Happy pinning! Or pedicuring! Or Dove chocolate eating……

Parenting Journey Number 2

photo courtesy of Flickr Commons

During bath time our son enjoys playing games. Sailing tiny boats, spelling words with foam letters – usually the usual for a three year old boy. A now a new game has been added and it is a laugh riot! It involves him putting a purple plastic linking ring over his Johnson and then asking us to look at how funny it is. Isn’t that just side splitting?

The first time he did it I just shook my head. Prior to this, he enjoyed simply pulling his twig and his berries like an old school Stretch Armstrong, while exclaiming, “My penis is awesome.” By comparison this ring toss game isn’t as bad as it doesn’t put the possibility of grandkids in peril.

The second time, the ring around the wanker was showcased with a pelvic thrust that would put the cast of the Rocky Horror Picture Show to shame.

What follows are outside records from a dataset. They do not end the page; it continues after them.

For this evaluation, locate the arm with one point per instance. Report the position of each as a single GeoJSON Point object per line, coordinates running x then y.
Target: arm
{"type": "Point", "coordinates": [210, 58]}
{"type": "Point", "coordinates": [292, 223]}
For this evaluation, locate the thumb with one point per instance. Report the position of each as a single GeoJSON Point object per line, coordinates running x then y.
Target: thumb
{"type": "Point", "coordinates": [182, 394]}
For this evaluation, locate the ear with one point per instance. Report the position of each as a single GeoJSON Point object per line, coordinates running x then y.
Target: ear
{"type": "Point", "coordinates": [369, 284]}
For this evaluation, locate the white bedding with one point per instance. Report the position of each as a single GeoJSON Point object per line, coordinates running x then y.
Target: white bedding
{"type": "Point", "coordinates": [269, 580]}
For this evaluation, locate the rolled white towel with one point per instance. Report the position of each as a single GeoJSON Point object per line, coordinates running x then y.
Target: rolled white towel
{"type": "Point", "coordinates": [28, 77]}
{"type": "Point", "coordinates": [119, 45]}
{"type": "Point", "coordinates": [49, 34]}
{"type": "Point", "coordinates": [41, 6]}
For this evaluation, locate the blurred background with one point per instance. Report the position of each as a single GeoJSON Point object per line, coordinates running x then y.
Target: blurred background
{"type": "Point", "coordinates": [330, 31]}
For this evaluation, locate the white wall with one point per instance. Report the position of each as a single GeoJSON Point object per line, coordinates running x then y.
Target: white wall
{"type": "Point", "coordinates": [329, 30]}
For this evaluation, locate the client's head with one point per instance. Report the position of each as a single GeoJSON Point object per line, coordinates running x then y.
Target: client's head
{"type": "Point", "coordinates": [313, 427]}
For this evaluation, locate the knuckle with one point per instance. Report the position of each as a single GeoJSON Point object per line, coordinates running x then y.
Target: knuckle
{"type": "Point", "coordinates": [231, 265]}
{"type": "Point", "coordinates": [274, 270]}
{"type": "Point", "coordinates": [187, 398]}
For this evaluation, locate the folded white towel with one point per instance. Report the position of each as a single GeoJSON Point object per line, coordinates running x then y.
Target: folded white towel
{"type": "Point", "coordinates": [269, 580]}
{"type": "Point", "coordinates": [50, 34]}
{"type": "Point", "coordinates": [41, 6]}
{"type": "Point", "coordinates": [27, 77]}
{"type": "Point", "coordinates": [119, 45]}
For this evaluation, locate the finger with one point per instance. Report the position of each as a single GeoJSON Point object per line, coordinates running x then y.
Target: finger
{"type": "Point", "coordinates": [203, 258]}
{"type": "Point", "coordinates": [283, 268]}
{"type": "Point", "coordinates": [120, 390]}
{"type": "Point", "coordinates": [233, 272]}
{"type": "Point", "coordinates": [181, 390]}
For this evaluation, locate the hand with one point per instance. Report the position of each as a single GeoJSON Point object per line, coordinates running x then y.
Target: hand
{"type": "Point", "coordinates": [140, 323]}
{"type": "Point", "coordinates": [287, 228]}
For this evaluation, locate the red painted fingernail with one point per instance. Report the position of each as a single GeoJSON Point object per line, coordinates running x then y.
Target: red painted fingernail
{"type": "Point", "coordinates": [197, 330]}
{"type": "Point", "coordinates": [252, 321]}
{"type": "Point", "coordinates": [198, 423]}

My response to the performance? I shook my head and walked off. Dad was not home for that show; but laughed out loud when I told him. I’m glad he thinks it was funny.

Recently Aaron’s best friend exposed himself at school to a less than appreciative crowd. If our son decides bring his own private parts performance to the masses I will send his number one fan aka Dad to go to bat for him. I’m sure it will be hilarious.